The examination for example can be seen as both a system of knowledge and power, which Foucault characterised as power/knowledge. It combines into a unified whole “the deployment of force and the establishment of truth” (184). In other words, it both draws out the truth about those who go through the examination and controls their behaviour. Examination gets individuals to be known according to their marks or scores they achieve, and thus in case they scored less, they could be forced to study or directed to a course treatment. The process of examination turns the individual into a “case”, that is, both a scientific example and an object of care. Moreover Foucault emphasises that “the goals of power and the goals of knowledge cannot be separated: in knowing we control and in controlling we know”.

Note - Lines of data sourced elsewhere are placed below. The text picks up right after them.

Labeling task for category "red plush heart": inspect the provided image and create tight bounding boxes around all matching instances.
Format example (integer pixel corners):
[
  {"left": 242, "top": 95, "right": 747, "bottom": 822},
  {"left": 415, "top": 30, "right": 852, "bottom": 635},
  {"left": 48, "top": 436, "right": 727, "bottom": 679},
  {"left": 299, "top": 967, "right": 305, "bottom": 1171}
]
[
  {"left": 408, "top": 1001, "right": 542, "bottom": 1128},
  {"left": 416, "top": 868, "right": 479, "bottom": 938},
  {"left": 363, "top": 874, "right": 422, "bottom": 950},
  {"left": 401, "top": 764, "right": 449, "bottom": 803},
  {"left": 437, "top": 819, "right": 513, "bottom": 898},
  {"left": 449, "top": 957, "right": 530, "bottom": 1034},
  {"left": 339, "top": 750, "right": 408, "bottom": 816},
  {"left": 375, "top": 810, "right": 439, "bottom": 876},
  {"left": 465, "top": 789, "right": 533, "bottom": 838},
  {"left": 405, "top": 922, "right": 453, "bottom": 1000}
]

The body is directly involved in a political field; power relations have an immediate hold upon it, they invest in it, trade it, torture it, force it to carry out tasks to perform ceremonies to emit signs.

[Michel Foucault (1987)]

Hence, it can be said that employees as human beings become manipulated objects as their very soul is becoming open to management scrutiny, interrogation and manipulation.

As Hochschild mentions in her book ‘The Managed Heart’, “Feeling – whether at the time, or as it is recalled, or as it is later evoked in acting – is an object. It may be a valuable object in a worthy pursuit, but it is an object nonetheless.” In order to legitimate managerial activities, management has not only rendered employees as manipulable objects, but they have also started manipulating their feelings. Employees have become as ‘assembly lines in the head’, and are therefore also subject to alienation and exploitation. It should furthermore be emphasised that even though there has been a radical departure from Fordism, there is still a new form of exploitation which prevails in organisations. Employees are not valued as human beings by management, but rather as objects, which are visible, and therefore manipulable. At the end of the day, albeit emotion is a human feeling, it has been become a commodity which is being continuously commercialised in the market.